ERBIL, Kurdistan Region, Iraq — “Cosmetics, Fashion, and the Exploitation of Women helps us understand how the capitalist system that dominates the world today turns not only cosmetics but all economic and social relations into commodities,” said Catharina Tirsén in a presentation at the Erbil International Book Fair April 15. She was speaking on behalf of Pathfinder Books of London, which was featuring the book at its booth.
“The authors explain that the road to ending the oppression and exploitation of women is inseparable from the revolutionary struggles by the working class and our exploited allies the world over, to take state power out of the hands of the capitalist rulers.”
Tirsén related the impact an earlier edition of the book had on her early in her political life. “It was published when many young women were getting industrial jobs where women had not traditionally worked,” she said. “I worked in a shipyard and later as an electrician in one of the iron ore mines in the north of Sweden about the same time as the first edition was published. We learnt that women could do these jobs, and we won the solidarity and comradeship of our male workmates.”
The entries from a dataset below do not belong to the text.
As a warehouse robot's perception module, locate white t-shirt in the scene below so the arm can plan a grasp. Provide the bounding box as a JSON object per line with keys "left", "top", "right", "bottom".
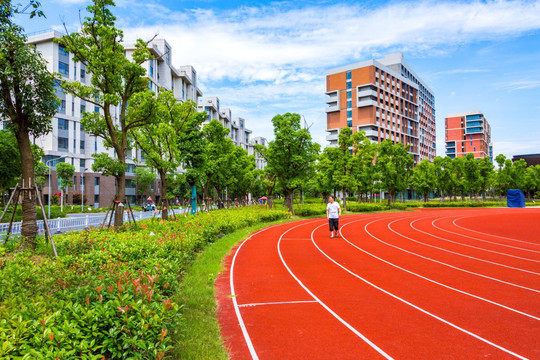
{"left": 327, "top": 201, "right": 340, "bottom": 219}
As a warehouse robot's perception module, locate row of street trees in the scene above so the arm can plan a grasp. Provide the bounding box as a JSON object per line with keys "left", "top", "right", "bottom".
{"left": 2, "top": 0, "right": 540, "bottom": 249}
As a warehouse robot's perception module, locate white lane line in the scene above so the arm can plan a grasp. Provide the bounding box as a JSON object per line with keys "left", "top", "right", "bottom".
{"left": 386, "top": 218, "right": 540, "bottom": 276}
{"left": 453, "top": 216, "right": 540, "bottom": 247}
{"left": 427, "top": 216, "right": 540, "bottom": 254}
{"left": 407, "top": 217, "right": 540, "bottom": 261}
{"left": 365, "top": 217, "right": 540, "bottom": 293}
{"left": 281, "top": 238, "right": 313, "bottom": 240}
{"left": 312, "top": 223, "right": 530, "bottom": 360}
{"left": 338, "top": 220, "right": 540, "bottom": 321}
{"left": 229, "top": 220, "right": 321, "bottom": 360}
{"left": 277, "top": 221, "right": 394, "bottom": 360}
{"left": 238, "top": 300, "right": 318, "bottom": 308}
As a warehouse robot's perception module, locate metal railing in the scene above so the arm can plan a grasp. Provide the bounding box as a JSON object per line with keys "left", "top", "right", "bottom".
{"left": 1, "top": 201, "right": 261, "bottom": 237}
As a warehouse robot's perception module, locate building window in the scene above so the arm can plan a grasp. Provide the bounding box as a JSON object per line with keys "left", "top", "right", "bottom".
{"left": 80, "top": 68, "right": 86, "bottom": 82}
{"left": 347, "top": 91, "right": 351, "bottom": 99}
{"left": 347, "top": 100, "right": 352, "bottom": 109}
{"left": 80, "top": 140, "right": 85, "bottom": 152}
{"left": 347, "top": 120, "right": 352, "bottom": 127}
{"left": 346, "top": 71, "right": 352, "bottom": 80}
{"left": 80, "top": 104, "right": 86, "bottom": 114}
{"left": 94, "top": 177, "right": 100, "bottom": 186}
{"left": 59, "top": 100, "right": 66, "bottom": 113}
{"left": 126, "top": 164, "right": 136, "bottom": 173}
{"left": 346, "top": 82, "right": 352, "bottom": 90}
{"left": 58, "top": 118, "right": 69, "bottom": 130}
{"left": 58, "top": 45, "right": 68, "bottom": 57}
{"left": 347, "top": 110, "right": 352, "bottom": 119}
{"left": 94, "top": 106, "right": 99, "bottom": 113}
{"left": 58, "top": 61, "right": 69, "bottom": 76}
{"left": 94, "top": 194, "right": 99, "bottom": 204}
{"left": 58, "top": 137, "right": 68, "bottom": 151}
{"left": 81, "top": 159, "right": 86, "bottom": 169}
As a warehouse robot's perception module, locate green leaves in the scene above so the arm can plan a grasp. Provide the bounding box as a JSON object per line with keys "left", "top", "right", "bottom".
{"left": 0, "top": 207, "right": 289, "bottom": 358}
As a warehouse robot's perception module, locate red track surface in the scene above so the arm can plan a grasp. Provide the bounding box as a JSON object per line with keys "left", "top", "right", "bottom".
{"left": 215, "top": 208, "right": 540, "bottom": 359}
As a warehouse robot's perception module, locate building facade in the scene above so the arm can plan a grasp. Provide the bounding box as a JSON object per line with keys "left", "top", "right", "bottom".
{"left": 197, "top": 97, "right": 253, "bottom": 151}
{"left": 248, "top": 136, "right": 268, "bottom": 170}
{"left": 326, "top": 53, "right": 436, "bottom": 164}
{"left": 445, "top": 111, "right": 493, "bottom": 162}
{"left": 5, "top": 31, "right": 202, "bottom": 208}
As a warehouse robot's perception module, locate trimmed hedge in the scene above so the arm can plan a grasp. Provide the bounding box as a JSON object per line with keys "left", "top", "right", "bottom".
{"left": 0, "top": 206, "right": 289, "bottom": 359}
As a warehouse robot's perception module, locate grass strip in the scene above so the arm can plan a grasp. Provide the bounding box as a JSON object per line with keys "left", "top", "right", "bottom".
{"left": 172, "top": 218, "right": 297, "bottom": 359}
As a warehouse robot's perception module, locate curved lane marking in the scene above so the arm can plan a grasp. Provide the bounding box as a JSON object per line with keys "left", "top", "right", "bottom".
{"left": 229, "top": 220, "right": 324, "bottom": 360}
{"left": 312, "top": 221, "right": 530, "bottom": 360}
{"left": 386, "top": 218, "right": 540, "bottom": 276}
{"left": 337, "top": 219, "right": 540, "bottom": 321}
{"left": 453, "top": 215, "right": 540, "bottom": 246}
{"left": 362, "top": 217, "right": 540, "bottom": 293}
{"left": 406, "top": 217, "right": 540, "bottom": 261}
{"left": 428, "top": 216, "right": 540, "bottom": 254}
{"left": 277, "top": 219, "right": 395, "bottom": 360}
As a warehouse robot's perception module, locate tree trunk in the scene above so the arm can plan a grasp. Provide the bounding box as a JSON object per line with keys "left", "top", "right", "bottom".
{"left": 284, "top": 189, "right": 294, "bottom": 215}
{"left": 114, "top": 172, "right": 126, "bottom": 227}
{"left": 342, "top": 187, "right": 347, "bottom": 211}
{"left": 17, "top": 130, "right": 38, "bottom": 248}
{"left": 160, "top": 171, "right": 168, "bottom": 220}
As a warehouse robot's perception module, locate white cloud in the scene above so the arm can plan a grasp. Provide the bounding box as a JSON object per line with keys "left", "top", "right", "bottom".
{"left": 114, "top": 1, "right": 540, "bottom": 145}
{"left": 498, "top": 80, "right": 540, "bottom": 91}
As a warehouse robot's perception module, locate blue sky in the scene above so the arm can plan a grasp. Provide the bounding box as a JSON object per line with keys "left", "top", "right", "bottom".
{"left": 15, "top": 0, "right": 540, "bottom": 159}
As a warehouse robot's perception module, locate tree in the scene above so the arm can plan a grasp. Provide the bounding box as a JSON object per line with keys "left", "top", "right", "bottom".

Forty people attended the presentation of the new edition in English, along with a first-ever Kurdish edition published by Sulaymaniyah-based Idea Foundation.
Shallaw Yassin Latif, the book’s Kurdish translator, said that under capitalism, companies selling cosmetics work hard to convince women to buy their products, and “medicine” promotes the idea that women are imperfect and need surgery to improve.
“But the book is not just a critique of capitalism. It discusses the way forward in fighting for women’s liberation,” Latif said.
Among those attending were people who knew Pathfinder from previous years at the book fair. Several others came after having visited the Pathfinder stand earlier in the fair, including a young woman who had bought a stack of books and took time from her job as a receptionist to come.
Another was medical student Azeez Osman, who had already started reading the book. “I’ve been questioning why women think they need to change themselves, even with surgery,” she told the Militant. “I knew there was something wrong, but the book and the presentation help me understand how capitalism is the root of women’s oppression today.” Osman decided to also buy the Kurdish translation, five copies of which were sold at the event.
Several people stayed around for more discussion. Salman Saber Hussein, a student, said he loved the presentation. “Imagine how free you would feel if you didn’t need to prove anything to anybody with your appearance,” he said. “Your body is yours and not a product to be marketed.” He added Cosmetics to two books he had bought previously, Malcolm X, Black Liberation, and the Road to Workers Power and Malcolm X Talks to Young People.